Frequently Asked Questions

Seven questions about tokenizers, pricing, and Korean efficiency — answered for production use.

작성 김지광 (운영자)마지막 업데이트 2026년 5월 16일balpekr 마이크로 SaaS

Frequently asked questions

Why does Korean use 2-3x more tokens than English for the same meaning?

BPE tokenizers were trained on English-heavy corpora, so most Hangul syllables are not stored as a single merge and end up split into two or three byte-level tokens. GPT-4o uses the newer o200k_base, and Gemini ships a 256k SentencePiece vocab, both of which add many Korean merges and run materially cheaper than cl100k or Llama 3.

Are the Claude and Gemini counts on this page exact?

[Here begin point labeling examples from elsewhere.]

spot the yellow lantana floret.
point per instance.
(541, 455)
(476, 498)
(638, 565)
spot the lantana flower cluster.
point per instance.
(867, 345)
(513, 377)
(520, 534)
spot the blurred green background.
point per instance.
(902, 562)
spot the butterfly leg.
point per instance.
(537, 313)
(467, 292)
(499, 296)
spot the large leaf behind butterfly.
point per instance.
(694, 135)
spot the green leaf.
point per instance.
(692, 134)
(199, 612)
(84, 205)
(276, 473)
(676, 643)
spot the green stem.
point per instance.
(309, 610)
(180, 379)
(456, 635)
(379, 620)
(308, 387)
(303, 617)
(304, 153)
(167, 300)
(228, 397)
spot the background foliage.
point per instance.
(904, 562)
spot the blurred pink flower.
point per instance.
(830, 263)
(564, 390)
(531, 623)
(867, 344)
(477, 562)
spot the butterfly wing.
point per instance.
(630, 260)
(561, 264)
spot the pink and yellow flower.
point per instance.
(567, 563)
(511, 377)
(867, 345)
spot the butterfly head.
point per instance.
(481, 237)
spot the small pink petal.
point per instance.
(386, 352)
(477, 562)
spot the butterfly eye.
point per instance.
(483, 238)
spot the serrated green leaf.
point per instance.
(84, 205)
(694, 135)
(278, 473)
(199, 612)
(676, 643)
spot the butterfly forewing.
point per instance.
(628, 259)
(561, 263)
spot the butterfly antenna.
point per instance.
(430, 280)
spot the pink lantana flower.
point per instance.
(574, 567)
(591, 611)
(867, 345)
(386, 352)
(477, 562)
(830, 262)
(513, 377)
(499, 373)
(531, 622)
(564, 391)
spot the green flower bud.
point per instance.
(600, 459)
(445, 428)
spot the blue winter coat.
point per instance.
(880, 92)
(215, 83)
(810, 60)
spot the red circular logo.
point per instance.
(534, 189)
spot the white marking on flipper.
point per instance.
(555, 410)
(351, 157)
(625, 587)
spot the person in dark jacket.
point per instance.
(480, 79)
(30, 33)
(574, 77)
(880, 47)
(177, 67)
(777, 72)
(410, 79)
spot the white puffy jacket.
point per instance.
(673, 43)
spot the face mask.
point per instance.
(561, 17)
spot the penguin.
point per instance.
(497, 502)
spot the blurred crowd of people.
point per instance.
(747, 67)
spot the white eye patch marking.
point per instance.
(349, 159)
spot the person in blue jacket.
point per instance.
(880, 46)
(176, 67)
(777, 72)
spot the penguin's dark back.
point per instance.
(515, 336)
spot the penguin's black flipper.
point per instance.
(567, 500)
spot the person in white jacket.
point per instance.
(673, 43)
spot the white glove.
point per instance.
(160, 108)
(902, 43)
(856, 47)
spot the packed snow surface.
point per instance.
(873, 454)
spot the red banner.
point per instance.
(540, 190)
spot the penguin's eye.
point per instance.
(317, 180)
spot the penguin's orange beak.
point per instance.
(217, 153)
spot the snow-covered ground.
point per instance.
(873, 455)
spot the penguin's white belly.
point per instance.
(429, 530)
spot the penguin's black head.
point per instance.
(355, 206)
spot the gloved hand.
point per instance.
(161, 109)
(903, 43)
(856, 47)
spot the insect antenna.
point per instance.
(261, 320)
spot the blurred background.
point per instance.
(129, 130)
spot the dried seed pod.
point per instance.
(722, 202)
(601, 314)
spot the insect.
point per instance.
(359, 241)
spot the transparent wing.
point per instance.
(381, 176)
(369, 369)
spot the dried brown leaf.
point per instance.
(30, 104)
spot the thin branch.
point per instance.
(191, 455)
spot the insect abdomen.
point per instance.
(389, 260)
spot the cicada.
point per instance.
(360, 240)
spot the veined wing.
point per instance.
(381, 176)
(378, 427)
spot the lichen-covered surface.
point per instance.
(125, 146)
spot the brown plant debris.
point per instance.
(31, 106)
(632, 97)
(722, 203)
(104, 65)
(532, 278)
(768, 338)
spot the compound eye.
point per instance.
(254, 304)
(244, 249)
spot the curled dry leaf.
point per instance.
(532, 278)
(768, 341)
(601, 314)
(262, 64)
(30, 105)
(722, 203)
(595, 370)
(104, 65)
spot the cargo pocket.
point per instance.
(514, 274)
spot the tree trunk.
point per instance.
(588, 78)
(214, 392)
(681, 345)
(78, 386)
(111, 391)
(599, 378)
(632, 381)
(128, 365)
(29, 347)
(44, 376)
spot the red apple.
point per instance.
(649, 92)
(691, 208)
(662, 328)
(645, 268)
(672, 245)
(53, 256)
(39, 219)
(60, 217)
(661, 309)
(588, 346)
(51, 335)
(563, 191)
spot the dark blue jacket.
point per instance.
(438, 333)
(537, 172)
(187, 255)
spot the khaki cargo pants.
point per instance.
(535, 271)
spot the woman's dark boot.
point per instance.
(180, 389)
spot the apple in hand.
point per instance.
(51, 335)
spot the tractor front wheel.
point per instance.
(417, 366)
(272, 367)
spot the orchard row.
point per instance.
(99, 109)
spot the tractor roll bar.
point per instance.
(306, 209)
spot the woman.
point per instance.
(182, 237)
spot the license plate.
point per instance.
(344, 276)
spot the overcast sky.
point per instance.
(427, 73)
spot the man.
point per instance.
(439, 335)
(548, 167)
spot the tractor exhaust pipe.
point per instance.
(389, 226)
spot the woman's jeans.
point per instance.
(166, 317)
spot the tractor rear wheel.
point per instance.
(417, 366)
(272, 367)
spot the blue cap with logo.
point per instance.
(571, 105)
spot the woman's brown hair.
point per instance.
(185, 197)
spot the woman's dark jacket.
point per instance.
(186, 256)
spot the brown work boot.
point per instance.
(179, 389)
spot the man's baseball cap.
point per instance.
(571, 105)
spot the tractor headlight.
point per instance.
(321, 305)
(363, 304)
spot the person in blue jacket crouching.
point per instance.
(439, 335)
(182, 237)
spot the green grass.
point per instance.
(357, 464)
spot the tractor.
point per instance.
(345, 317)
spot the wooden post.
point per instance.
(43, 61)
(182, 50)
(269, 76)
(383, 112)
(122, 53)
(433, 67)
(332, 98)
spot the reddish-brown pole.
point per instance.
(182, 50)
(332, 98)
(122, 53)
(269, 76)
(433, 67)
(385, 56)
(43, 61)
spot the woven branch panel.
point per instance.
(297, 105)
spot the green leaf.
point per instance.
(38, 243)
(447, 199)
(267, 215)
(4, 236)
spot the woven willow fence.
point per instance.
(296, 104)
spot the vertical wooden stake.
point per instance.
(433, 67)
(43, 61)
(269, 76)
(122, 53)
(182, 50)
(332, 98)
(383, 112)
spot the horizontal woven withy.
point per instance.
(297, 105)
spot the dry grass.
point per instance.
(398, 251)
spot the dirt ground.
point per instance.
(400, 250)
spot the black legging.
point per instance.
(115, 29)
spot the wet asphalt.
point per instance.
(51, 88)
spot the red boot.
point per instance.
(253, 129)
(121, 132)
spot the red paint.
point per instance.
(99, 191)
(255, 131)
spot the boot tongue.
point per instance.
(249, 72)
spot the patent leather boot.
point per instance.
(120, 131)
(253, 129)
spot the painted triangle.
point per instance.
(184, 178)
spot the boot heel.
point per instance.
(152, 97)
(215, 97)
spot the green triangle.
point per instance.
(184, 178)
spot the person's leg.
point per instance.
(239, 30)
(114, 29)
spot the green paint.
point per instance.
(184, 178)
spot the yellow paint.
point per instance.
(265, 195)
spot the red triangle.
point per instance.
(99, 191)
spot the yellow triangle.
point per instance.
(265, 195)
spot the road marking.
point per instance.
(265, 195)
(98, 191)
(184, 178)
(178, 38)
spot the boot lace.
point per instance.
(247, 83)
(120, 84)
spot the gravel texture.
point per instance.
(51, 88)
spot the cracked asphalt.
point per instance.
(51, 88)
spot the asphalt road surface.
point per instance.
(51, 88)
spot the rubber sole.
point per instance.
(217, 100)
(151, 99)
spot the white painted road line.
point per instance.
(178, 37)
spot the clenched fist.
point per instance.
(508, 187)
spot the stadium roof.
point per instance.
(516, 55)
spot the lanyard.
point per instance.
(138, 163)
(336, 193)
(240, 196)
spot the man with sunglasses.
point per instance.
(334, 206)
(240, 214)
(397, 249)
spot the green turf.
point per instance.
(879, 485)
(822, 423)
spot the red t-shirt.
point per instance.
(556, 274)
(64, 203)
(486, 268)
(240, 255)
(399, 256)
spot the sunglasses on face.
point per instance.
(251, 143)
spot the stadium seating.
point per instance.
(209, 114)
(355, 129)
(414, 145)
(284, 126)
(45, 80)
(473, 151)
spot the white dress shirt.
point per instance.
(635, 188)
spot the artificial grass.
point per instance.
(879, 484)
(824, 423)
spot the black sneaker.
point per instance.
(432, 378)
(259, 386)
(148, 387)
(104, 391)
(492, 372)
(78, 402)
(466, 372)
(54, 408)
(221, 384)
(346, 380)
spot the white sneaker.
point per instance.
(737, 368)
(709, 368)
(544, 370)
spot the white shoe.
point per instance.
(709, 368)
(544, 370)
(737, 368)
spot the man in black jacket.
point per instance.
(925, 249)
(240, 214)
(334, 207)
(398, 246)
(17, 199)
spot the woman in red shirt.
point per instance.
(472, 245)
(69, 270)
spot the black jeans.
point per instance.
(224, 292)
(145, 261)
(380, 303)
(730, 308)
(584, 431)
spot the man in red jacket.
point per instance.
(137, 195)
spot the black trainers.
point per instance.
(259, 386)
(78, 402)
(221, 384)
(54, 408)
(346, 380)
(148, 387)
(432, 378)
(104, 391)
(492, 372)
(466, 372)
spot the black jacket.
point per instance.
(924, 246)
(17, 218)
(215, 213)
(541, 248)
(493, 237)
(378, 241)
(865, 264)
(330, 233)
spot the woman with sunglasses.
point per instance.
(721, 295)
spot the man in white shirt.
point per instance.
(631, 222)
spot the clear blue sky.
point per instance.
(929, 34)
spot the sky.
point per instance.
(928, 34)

No. Anthropic does not ship a browser tokenizer and Google does not expose its tokenizer to client-side JavaScript either, so this page approximates both using script-aware heuristics calibrated against public benchmarks. For billing-grade accuracy, call Anthropic’s count_tokens API or Gemini’s countTokens REST endpoint — those are exact.

Which model has the lowest cost per Korean character right now?

As of mid-2026 Gemini 1.5 Flash is usually cheapest per Korean character, followed by GPT-4o mini and Claude Haiku 4.5. The exact ratio depends on prose type — bullet-heavy text closes the gap, while long prose widens it. Use the Korean-efficiency panel on the home page for the current month’s ranking.

Why is output priced 4-5x higher than input on every vendor?

Input tokens go through a single forward pass and can be batched aggressively, but output tokens require autoregressive generation — one forward pass per token, with no batching benefit. The marginal GPU cost per output token is therefore 4-5x higher and every major vendor prices accordingly. Capping max_tokens is the single highest-leverage knob.

Does this tool send my text to a server?

No. All tokenisation and pricing math happens entirely inside your browser tab. The GPT family runs through js-tiktoken loaded as static JS, and the Claude/Gemini/Llama approximations are pure JavaScript. There is no backend that receives your prompt, so you can paste production prompts containing PII or trade secrets without exposure.

Does prompt caching change the numbers I see here?

Yes. With prompt caching enabled, cached prefix tokens are billed at roughly 10% of the regular input price on Claude and GPT-4o. This page always shows the baseline list price, so you should apply the cache discount manually for the portion of your prompt that is actually reused — typically the system message and long retrieved context.

Can I integrate this tokenizer into my own application?

Yes for GPT — use the open-source js-tiktoken package, which this site already loads (about 100 KB minified, WASM-free, runs in any modern JS runtime). For Claude and Gemini use each vendor’s official token-count endpoint over HTTPS. There is no official browser tokenizer for either as of 2026, so client-side counts will be approximate.